Yes, the Michael Sam, Ray Rice, and Adrian Petersen stories were worthy of coverage. But they were frustratingly over-covered to my taste. Last September, I referred to it as “The TMZification of Sports.”
[I]ncreasingly, sports coverage is only tangentially about sports. Years ago, the geniuses at NBC decided that people tuned in to the Olympics not to see the best athletes on the planet compete in a quadrennial sporting event but rather to see a choreographed human drama that just so happened to involve the games themselves. In recent years, even programming obviously of no interest to anyone but hard-core sports fans have more closely resembled Court TV and TMZ than the SportsCenter of yore.
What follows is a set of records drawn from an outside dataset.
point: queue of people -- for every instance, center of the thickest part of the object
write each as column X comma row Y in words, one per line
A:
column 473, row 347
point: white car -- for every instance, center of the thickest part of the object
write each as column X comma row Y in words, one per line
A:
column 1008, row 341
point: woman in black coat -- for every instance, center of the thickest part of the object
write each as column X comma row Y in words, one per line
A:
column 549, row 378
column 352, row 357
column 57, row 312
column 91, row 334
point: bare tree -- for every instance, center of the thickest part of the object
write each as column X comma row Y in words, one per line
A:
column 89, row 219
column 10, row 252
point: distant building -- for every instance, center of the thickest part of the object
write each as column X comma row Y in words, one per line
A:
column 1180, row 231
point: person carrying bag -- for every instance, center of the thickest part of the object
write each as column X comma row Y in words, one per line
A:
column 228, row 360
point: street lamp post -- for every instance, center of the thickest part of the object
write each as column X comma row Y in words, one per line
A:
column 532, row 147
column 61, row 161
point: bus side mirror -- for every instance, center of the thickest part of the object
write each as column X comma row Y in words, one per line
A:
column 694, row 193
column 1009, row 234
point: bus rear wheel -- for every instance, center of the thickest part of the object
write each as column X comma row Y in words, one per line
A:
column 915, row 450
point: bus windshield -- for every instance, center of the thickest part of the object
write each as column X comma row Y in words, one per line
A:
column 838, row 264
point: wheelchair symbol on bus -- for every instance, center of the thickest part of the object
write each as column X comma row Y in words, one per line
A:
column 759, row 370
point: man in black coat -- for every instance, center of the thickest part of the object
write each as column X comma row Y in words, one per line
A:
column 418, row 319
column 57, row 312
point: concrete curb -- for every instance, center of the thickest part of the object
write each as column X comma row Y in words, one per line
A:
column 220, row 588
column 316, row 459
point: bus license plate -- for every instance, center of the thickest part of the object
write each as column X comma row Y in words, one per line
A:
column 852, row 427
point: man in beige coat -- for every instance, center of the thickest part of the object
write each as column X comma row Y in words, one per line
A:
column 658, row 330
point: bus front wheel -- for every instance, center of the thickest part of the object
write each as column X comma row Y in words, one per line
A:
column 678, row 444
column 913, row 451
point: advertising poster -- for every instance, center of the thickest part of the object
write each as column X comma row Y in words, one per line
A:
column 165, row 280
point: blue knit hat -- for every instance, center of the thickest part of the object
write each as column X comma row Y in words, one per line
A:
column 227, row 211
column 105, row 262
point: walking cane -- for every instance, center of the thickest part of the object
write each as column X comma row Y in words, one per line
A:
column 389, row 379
In rare instances, that’s perfectly understandable. It was difficult not to cover the OJ Simpson trial on sports talk shows even twenty years ago. He was a household name before the incident, beloved by many for nearly two decades. Similarly, the implosion of Tiger Woods’ public reputation in the wake of a bizarre confrontation with him on the wrong end of a golf club was news. He was, arguably, the most famous and important active athlete on the planet at that point. And the horrific nature of Jerry Sandusky’s crimes contrasted with the previously saintly esteem in which Joe Paterno and his Penn State program were held demanded attention. But neither merited a solar eclipse of sports coverage for months on end. Donald Sterling’s embarrassing racial rant was hard for the NBA to ignore, much less the media. For that matter, the Ray Rice domestic violence incident naturally merits discussion, even though he was far from a household name beforehand; he was a star, but certainly no OJ Simpson.
In a world of 24/7 sports coverage, the sports media is going to cover stories only tangentially related to the games themselves. None of the episodes above should have been swept under the proverbial rug. But it seems like every incident involving even minor players on college teams, much less pro athletes, dominates the discussion to the exclusion of the thing the fans came to hear or watch.
I’m interested in the Ray Rice story. I’ve even blogged on it. But I don’t want that to be the only thing they talk about on “Mike and Mike” or Sirius NFL Radio on my commute for days on end. I don’t want them to preempt “Pardon the Interruption” to have sports reporters opine on the nature of domestic violence, battered spouse syndrome, and the like. That’s simply not why we tune in to those programs.
Not only did ESPN vastly over-cover the stories, but they were highly critical of the NFL and commissioner Roger Goodell’s handling of the issues.